At-Risk Youth Topics
Preparing At-Risk Youth for the Future
A large fraction of American youth perform poorly in high school, and many of these youth fail to obtain a high school degree. The costs of failure in high school are growing, both for the individual student and for society overall. Mathematica researchers have conducted many of the most important studies of at-risk youth and interventions designed to address their educational needs.
We have studied a diverse array of dropout prevention approaches, ranging from small programs in a single school to those designed to address the dropout problem in clusters of schools or entire school districts. Mathematica's staff are also principal investigators for the What Works Clearinghouse comprehensive review of evaluations of dropout prevention programs. Our staff are assessing the strength of the evidence on the effectiveness of dropout prevention initiatives and synthesizing the lessons from these studies for policymakers and educators.
Youth who drop out of high school represent a loss of human potential. For the Office of Vocational and Adult Education within the U.S. Department of Education, Mathematica conducted case studies of six dropout recovery programs that help youth ages 16 to 21 return to school, earn a high school credential (either a diploma or GED), and prepare for further education and jobs. Drawing on site visit interviews and an analysis of school records, the study examined program goals and partners, admissions and attendance policies, instructional approaches and academic outcomes, methods for addressing participants' personal issues, and strategies to connect participants to specific postsecondary programs and jobs.
Many educational programs and services target youth at risk of dropping out. To help educators better identify these youth, Mathematica uses national longitudinal data sets to identify variables that can predict which students will eventually drop out. This information can be valuable for helping dropout prevention programs better target their services. By drawing on recent and older longitudinal data, we are examining how the predictors of dropping out have changed over time. This research builds on Mathematica's previous studies of factors that predict whether or not students will drop out.
Educators and policymakers have been exploring strategies to encourage students to develop useful social skills and habits and refrain from violent, disruptive, or self-destructive behaviors. We are evaluating the impact of mandatory random drug testing programs. In addition, our evaluation of social and character development is assessing programs designed to promote positive social and character development and reduce negative behaviors among elementary school children.

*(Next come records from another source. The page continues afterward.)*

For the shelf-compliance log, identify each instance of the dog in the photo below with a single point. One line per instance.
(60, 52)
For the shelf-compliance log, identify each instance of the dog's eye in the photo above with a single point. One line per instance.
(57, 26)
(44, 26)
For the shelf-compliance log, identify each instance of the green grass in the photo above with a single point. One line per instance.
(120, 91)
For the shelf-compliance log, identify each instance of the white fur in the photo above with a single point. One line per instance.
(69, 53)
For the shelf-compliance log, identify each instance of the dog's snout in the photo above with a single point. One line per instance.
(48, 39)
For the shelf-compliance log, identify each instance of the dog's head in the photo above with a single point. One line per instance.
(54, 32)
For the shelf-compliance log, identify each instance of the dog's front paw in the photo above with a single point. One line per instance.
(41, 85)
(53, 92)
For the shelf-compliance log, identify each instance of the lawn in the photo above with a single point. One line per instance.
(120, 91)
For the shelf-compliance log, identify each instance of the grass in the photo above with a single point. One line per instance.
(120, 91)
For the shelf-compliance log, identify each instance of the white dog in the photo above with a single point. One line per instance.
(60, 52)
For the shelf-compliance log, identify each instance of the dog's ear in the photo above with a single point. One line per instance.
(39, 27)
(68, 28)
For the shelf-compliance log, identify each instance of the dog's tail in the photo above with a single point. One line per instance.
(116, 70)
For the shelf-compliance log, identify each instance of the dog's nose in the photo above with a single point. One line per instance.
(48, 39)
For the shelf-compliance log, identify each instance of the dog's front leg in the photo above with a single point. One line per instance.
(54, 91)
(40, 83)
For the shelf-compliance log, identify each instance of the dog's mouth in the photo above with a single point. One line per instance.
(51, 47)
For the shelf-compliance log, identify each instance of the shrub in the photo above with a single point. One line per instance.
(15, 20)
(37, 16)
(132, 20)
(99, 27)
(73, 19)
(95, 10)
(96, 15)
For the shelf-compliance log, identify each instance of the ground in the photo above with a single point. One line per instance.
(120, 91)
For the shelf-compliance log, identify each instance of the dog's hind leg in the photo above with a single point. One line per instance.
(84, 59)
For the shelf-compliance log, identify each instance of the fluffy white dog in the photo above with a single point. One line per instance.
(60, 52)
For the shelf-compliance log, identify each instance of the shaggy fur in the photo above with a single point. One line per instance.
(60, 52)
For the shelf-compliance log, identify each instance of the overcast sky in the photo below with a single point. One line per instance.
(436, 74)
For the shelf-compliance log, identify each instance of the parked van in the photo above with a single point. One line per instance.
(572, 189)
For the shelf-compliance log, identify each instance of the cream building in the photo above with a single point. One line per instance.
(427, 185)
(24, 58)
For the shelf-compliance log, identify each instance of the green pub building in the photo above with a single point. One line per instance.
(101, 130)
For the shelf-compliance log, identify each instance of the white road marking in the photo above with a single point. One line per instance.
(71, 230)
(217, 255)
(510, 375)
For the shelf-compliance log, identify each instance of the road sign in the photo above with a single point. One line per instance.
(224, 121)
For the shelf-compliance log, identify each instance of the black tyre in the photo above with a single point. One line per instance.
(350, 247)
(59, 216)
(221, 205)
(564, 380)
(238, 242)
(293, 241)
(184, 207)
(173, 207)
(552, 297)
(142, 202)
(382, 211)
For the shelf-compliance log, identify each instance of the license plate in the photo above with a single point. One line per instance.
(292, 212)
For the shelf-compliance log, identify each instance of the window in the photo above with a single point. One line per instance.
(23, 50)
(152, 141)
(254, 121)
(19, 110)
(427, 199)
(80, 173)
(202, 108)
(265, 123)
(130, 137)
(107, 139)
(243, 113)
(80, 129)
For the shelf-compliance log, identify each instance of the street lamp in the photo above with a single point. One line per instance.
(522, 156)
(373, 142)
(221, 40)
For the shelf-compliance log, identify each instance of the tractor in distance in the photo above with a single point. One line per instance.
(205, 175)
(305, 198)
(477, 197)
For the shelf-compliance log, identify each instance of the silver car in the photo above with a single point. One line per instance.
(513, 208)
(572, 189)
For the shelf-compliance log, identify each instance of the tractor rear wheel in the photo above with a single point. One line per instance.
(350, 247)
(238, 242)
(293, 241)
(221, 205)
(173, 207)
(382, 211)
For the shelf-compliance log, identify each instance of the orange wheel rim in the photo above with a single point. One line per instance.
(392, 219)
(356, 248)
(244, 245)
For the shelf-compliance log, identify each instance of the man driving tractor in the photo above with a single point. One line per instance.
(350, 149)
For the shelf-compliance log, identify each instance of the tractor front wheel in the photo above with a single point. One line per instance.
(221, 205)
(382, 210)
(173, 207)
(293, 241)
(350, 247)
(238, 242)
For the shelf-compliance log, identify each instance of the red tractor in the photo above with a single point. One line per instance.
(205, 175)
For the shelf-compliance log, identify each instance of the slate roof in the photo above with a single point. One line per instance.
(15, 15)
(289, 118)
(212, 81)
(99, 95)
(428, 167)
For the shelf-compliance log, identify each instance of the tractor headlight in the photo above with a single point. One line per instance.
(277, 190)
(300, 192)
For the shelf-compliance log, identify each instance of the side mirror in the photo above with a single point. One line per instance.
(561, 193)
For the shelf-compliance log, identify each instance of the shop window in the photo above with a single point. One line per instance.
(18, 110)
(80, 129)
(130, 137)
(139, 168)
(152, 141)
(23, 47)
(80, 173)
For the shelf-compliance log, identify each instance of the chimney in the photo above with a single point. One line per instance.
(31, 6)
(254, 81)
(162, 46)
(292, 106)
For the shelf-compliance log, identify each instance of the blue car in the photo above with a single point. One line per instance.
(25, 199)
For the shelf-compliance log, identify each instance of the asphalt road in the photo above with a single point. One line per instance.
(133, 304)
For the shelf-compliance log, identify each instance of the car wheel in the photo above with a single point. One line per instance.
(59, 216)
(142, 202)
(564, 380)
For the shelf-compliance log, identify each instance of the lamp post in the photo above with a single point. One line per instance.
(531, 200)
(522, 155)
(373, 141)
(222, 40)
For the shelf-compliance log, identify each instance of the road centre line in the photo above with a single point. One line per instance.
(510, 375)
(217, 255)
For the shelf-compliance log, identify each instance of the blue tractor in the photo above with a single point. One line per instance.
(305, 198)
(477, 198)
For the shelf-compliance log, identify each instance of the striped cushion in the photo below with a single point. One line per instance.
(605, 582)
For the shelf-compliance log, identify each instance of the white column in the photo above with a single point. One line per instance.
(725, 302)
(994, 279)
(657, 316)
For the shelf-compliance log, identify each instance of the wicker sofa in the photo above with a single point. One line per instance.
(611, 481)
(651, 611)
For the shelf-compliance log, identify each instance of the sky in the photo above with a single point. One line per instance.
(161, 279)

Many school districts have sought to create special environments, called alternative schools, that focus on encouraging highly at-risk students to graduate from high school. Our analysis revealed that programs with a more academic focus seemed to improve instruction, but alternative schools have had mixed success in achieving their primary objective. Although alternative school students were more likely to attend school, go to school more days, and earn more credits, after three years in these programs, only about 40 percent had graduated.
In preparing for postsecondary education, disadvantaged youth often must overcome a variety of hurdles. Many struggle to secure the requisite academic skills, financial assistance, or information about alternative postsecondary programs and application procedures. Mathematica has evaluated several programs designed to help high school students overcome these hurdles. Upward Bound provides instruction, tutoring, and postsecondary counseling during the school year and summer. Talent Search provides postsecondary guidance, including assistance in applying to specific postsecondary programs and in securing financial aid. The Quantum Opportunities Project was an intensive after-school program offering case management and mentoring, supplemental educational and developmental services, and financial incentives to participate. The results of these evaluations have informed efforts to refine the design of these three programs.
Schools are increasingly used to deliver a variety of programs for at-risk youth. For example, efforts to teach young people about responsible behavior through sex education programs have done little to reduce teenage sexual activity. As a result, abstinence education programs have been developed that emphasize abstinence from any sexual activity outside of marriage. These programs do not discuss the reproduction cycle or successful contraception methods, but focus solely on the social, economic, psychological, and health gains to be realized through abstinence. Our national evaluation found that youth in abstinence education were no more likely than their peers not participating in programs to have abstained from sex. They were also no more likely to have engaged in unprotected sex.